Rumors that Apple may soon be launching a smart watch are gaining weight as a new report says the company has formed a shell corporation to register “iWatch” trademarks covertly.
The report comes from the French website Consomac and states that the shell company, Brightflash USA LLC, is registered to a corporate services company in Delaware that has been linked to previous trademark registration attempts by Apple.
Brightflash has already requested iWatch trademarks in the United States, United Kingdom, the European Union, Denmark, and Australia. It has filed for a trademark in a number of smaller markets too, including Albania, Armenia, Bahrain, China, Cuba, India, Morocco, Serbia, Tunisia, among others, according to research from AppleInsider.
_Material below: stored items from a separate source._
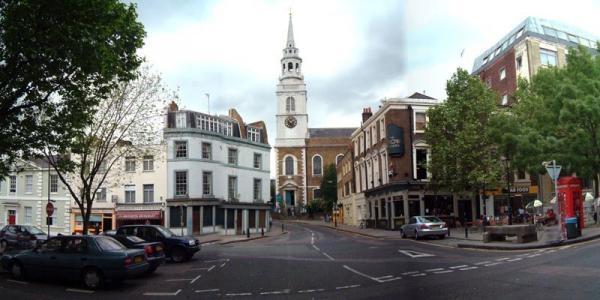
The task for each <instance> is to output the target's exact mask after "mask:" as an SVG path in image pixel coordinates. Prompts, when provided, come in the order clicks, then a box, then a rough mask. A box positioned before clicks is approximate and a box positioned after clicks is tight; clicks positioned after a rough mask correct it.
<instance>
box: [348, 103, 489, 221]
mask: <svg viewBox="0 0 600 300" xmlns="http://www.w3.org/2000/svg"><path fill="white" fill-rule="evenodd" d="M439 103H440V101H439V100H437V99H434V98H432V97H429V96H426V95H423V94H420V93H414V94H413V95H411V96H409V97H407V98H392V99H386V100H383V101H382V102H381V106H380V108H379V110H378V111H377V112H375V114H373V113H372V112H371V109H370V108H365V109H364V110H363V114H362V120H363V122H362V126H361V127H360V128H359V129H357V130H356V131H354V132H353V134H352V137H351V138H352V151H353V157H354V176H355V188H356V193H358V194H360V193H364V197H365V200H366V206H367V207H366V209H365V210H364V218H365V219H366V226H367V227H370V228H383V229H395V230H397V229H399V227H400V226H402V225H403V224H406V223H408V221H409V219H410V217H413V216H419V215H437V216H439V217H440V218H442V219H445V220H446V221H448V223H450V224H454V220H455V219H462V218H465V217H466V219H467V220H468V221H472V220H473V219H474V218H475V217H476V216H477V213H478V211H479V210H478V205H477V203H476V201H475V200H474V199H462V198H460V197H453V195H452V194H451V193H449V192H447V191H443V190H436V189H431V185H430V183H429V178H430V176H431V174H430V173H429V172H428V171H427V168H426V167H427V163H428V160H429V157H430V152H431V151H430V147H429V145H427V143H426V142H425V138H424V132H425V126H426V124H427V110H428V109H429V108H430V107H432V106H434V105H437V104H439ZM354 209H356V208H354ZM459 216H461V218H459ZM463 221H464V220H463Z"/></svg>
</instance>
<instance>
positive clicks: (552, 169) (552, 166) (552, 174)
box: [546, 164, 562, 180]
mask: <svg viewBox="0 0 600 300" xmlns="http://www.w3.org/2000/svg"><path fill="white" fill-rule="evenodd" d="M561 168H562V166H559V165H550V164H548V165H546V171H548V175H549V176H550V178H552V180H556V179H557V178H558V176H559V175H560V169H561Z"/></svg>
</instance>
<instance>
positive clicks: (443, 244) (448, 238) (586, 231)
mask: <svg viewBox="0 0 600 300" xmlns="http://www.w3.org/2000/svg"><path fill="white" fill-rule="evenodd" d="M284 222H289V223H304V224H310V225H315V226H321V227H326V228H331V229H335V230H339V231H345V232H350V233H354V234H359V235H363V236H367V237H370V238H379V239H401V237H400V232H398V231H393V230H384V229H372V228H364V229H361V228H358V227H356V226H350V225H344V224H338V225H337V227H335V226H334V224H333V223H331V222H323V221H322V220H288V221H284ZM544 229H545V230H544V231H541V232H538V241H536V242H530V243H523V244H519V243H517V242H516V237H514V238H510V237H509V238H507V241H506V242H491V243H484V242H483V235H482V232H481V229H479V228H474V227H471V228H469V231H468V236H467V237H465V229H464V228H451V229H450V236H448V237H447V238H445V239H443V240H440V239H435V238H430V239H423V240H421V241H423V242H426V243H430V244H433V245H440V246H449V247H457V248H471V249H487V250H526V249H539V248H547V247H555V246H558V245H569V244H574V243H579V242H584V241H589V240H593V239H598V238H600V225H594V224H592V225H590V226H589V227H586V228H584V229H583V230H582V235H581V236H580V237H578V238H574V239H570V240H566V241H563V242H557V240H558V237H557V236H556V233H557V232H556V231H555V227H554V228H553V227H545V228H544Z"/></svg>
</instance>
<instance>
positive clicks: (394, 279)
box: [379, 277, 402, 282]
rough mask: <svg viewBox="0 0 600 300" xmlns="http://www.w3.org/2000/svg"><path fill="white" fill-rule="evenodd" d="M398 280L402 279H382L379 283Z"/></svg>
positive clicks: (394, 278)
mask: <svg viewBox="0 0 600 300" xmlns="http://www.w3.org/2000/svg"><path fill="white" fill-rule="evenodd" d="M398 279H402V277H394V278H389V279H383V280H379V282H390V281H394V280H398Z"/></svg>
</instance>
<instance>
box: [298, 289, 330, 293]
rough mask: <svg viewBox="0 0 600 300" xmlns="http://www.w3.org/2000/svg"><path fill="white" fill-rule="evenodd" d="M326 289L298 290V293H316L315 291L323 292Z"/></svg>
mask: <svg viewBox="0 0 600 300" xmlns="http://www.w3.org/2000/svg"><path fill="white" fill-rule="evenodd" d="M324 290H325V289H314V290H300V291H298V293H300V294H304V293H314V292H322V291H324Z"/></svg>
Both Brightflash and Apple use the same IP attorney in Ecuador, Alejandro Ponce Martinez of Quevedo & Ponce, which might suggest a link between the two companies. However, Apple has applied for iWatch trademarks under its own name too—in Japan, Taiwan, Russia, and Mexico.
According to Barrons, an analyst with Susquehanna Financial Group, Christopher Caso, said in a recent research note that Apple could begin production of the iWatch with two screen sizes in the fourth quarter of this year. Though the iWatch could replace the iPod touch, Caso said he isn’t expecting a material impact to earnings from iWatch. He said that Apple is not likely to release a new iPod version in 2014, though it may not stop producing iPod touch devices right away.
Earlier this year, Apple CEO Tim Cook confirmed that the iPod is a declining business for the company, with sales dropping below $5 million in 2013.
If Apple is rushing to trademark “iWatch,” then perhaps the company will be ready to launch the product late this year. Though exact features remain unknown, it is believed the device will feature health sensors and integrate with an iOS 8 logging app called Healthbook.
If Apple is doing it, how many other big brands are registering trademarks through third parties?